Strawberries are a great fruit to incorporate into your diet.

In early history, strawberries were a luxury item that only royalty were fortunate enough to enjoy. But because of modern technology, transporting systems, and now wide spread crops all over the planet, strawberries are the most popular berry fruit in the world!

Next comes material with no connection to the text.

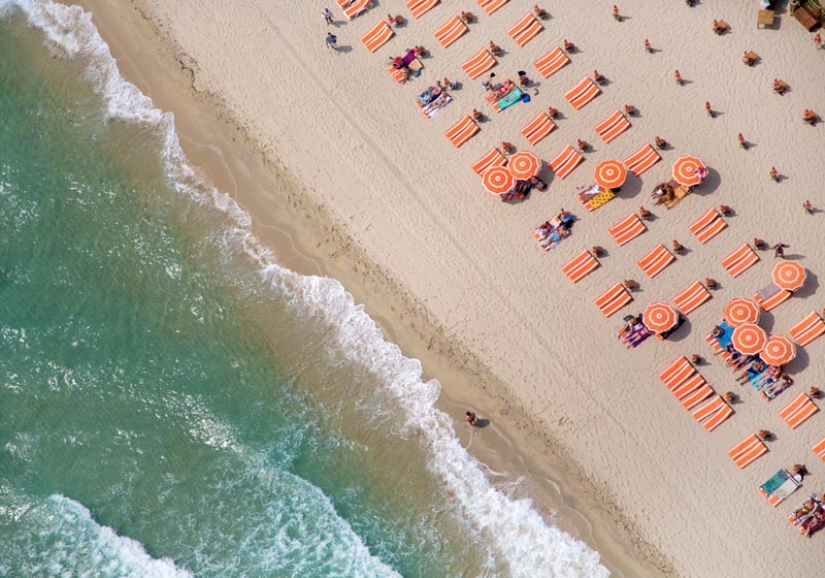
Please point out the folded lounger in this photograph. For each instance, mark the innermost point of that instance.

California even produces more than 80 percent of the strawberry supply for the United States. (Us east coasters are thankful for fast transportation so we too can enjoy some of that 80 percent!)

Benefits

Strawberries are high in antioxidants and boost immune systems. They protect against inflammation, cancer, and heart disease. They help to strengthen the walls of blood vessels and promotes iron absorption.

Nutritional Facts

In one cup or 144 grams of strawberries:
Calories – 47
Fat – 0.4 grams
Carbohydrates – 11 grams
Protein – 1 gram

Also full of vitamins and minerals to help maintain a healthy body which includes Vitamin C, Fiber, Folate, Potassium, Folic Acid, Biotin, and Vitamin B6.

How to use strawberries

Theres not too much more delicious than taking a big ol’ bite out of a fresh red plump strawberry! But you can also use frozen strawberries in smoothies, desserts, Salads, add to a serving of plain greek yogurt, oatmeal, or cereal.

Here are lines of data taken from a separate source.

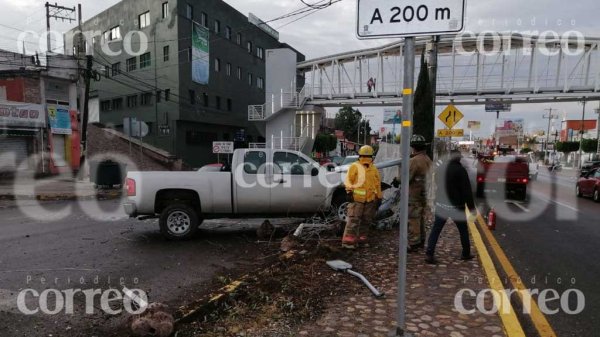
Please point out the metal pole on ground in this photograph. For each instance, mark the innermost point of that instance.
(407, 108)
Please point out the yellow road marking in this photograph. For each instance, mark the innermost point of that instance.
(540, 322)
(512, 327)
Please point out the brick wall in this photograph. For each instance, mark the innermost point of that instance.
(102, 142)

They are a great option to eat in the morning, before or after a workout.

Recipe

To be honest we eat strawberries so fast that I don’t normally have a chance to make anything with them. As soon as they come home from the market, we wash and eat them as a snack.
I did recently get to add a few to a blueberry crumb bar dessert. It was so good that I don’t think I can make it again without the strawberries!

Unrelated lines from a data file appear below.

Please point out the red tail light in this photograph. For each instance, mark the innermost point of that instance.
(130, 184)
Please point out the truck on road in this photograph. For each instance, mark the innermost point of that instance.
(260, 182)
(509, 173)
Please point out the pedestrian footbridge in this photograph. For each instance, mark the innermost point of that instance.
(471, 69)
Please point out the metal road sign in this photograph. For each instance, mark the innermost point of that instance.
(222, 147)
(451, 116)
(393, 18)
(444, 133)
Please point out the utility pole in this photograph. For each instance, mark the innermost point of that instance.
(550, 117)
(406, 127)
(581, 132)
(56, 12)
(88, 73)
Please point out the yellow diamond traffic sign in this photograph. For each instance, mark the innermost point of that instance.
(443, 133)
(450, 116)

Strawberry & Blueberry Healthier Crumb Bars

What makes these “healthier” is that I use vanilla greek yogurt in the crust. It takes a little bit of work to incorporate it into the flour but it is worth it?

Ingredients

Crust and Topping

  • 3 Cups Flour
  • 1 Cup Sugar
  • 1 Teaspoon Baking Powder (I usually mound it)
  • 1 Cup Vanilla Greek Yogurt (You can also substitute butter)
  • 1 Egg

For the Filling

  • 3 Cups of Blueberries
  • 2 Cups of Strawberries – cut up into bite size pieces
  • 1/2 Cup Sugar
  • 4 Teaspoons of Cornstarch
  • 3 Tablespoons Lemon Juice (about 1 lemon)

Instructions

  1. Preheat oven to 375 degrees and spray a 9×13 pan with non stick cooking oil.
  2. Sift or whisk together the dry ingredients for the crust and topping. With your hands mix the greek yogurt into the dry ingredients until well mixed and feels like a dough. Once incorporated, add in the egg until mixed well.
  3. Press half of the dough into the bottom of the prepared pan.
  4. Make the filling by mixing together the 1/2 cup of sugar, cornstarch and lemon juice. Then add the berries and stir until coated.
  5. Put the berry mixture over the pressed crust and evenly spread out. Scrapping out any juices left in the bowl from the berries.
  6. Crumble what is left of the dough over the top of the berries.
  7. Bake for about 47-50 minutes. Keeping an eye on it the last few to make sure it doesn’t turn too brown. The crust will become too tough if over cooked.
  8. Let sit on counter until completely cool and cut.

What is your favorite way to eat strawberries?